Sem Hisoka, Naoko caminhava mais uma vez de braços dados com a solidão. Não que ele fosse companhia, mas era a pessoa que mais imitava isso. Quem ela sabia que estava por perto, mesmo que esse estar fosse desagradável. Havia também um quê de sentimento de segurança. Como se entre eles tivesse um acordo silencioso: apenas uma pessoa no mundo poderia matar Naoko.

Hisoka.

Sem seu ceifador particular, o pescoço de Naoko estava livre para qualquer um que quisesse lhe passar a faca. E ela sabia que os lobos reconheciam o cheiro de uma ovelha indefesa. Era questão de tempo para que alguém ousasse uma emboscada.
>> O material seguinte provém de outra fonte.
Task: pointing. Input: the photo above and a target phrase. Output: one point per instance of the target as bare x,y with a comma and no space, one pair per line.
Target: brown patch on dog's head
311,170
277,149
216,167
Por semanas Hisoka fez questão de mostrar que estava por perto. Agora ele simplesmente desaparecia. Típico de quem deixa cair em algum canto aquilo que não mais lhe interessa. Encaixava-se com perfeição à personalidade dele.

Naoko concluiu rapidamente que Hisoka havia lhe tirado da estante de brinquedos para dispensá-la na caixa de objetos indesejados. Feito uma mudança, quando se escolhe o que levar e o que deixar.

Sentiu um incômodo na garganta. Aquele homem a infernizou tanto quanto pôde para num estalar de dedos sumir. Sem uma letra que justificasse. Nem mesmo o “a” de adeus. Passando de tormento à fantasma. De uma certeza repugnante a uma dúvida da memória: Hisoka de fato havia estado em sua vida? Com seu riso debochado, olhar desvairado, fala macia e provocadora? Seus sapatos de bico fino e aquele traje de arlequim? A maquiagem que lhe embranquecia o rosto, a lágrima falsa e o cabelo de um ruivo incomum? Aquele homem caricato, estranho e de caráter deturpado realmente existiu?

Sim. Naoko queria negar. Jogar Hisoka na dúvida, cobri-lo com esquecimento, misturá-lo ao devaneio. Fazer dele uma sombra de lembrança que dança entre o real e o imaginário. Melhor assim do que se perceber sentindo sua ausência, desejando que ela tenha em breve um fim.

De certo seu cérebro não aguentou a carga psicológica sofrida por culpa daquele demônio e registrava a ausência do estresse como a falta de algo que lhe era habitual. Por isso aquela sensação sem nome que fazia Naoko enxergar o mundo com uma lente diferente. Embaçada, envelhecida. Via com o olhar lento daquele que se arrasta por receio de deixar passar o que deseja ver.

Naoko não deixou de sentir, e sim, se acostumou. Precisava pensar na própria pele, em como sobreviver num mundo ainda recente para ela. Havia sido expulsa do ninho, mas ainda não tinha aprendido a voar. O dinheiro que ganhava lutando se multiplicava, porém, a melhor maneira de se manter naquele jogo era cair nas graças de alguém.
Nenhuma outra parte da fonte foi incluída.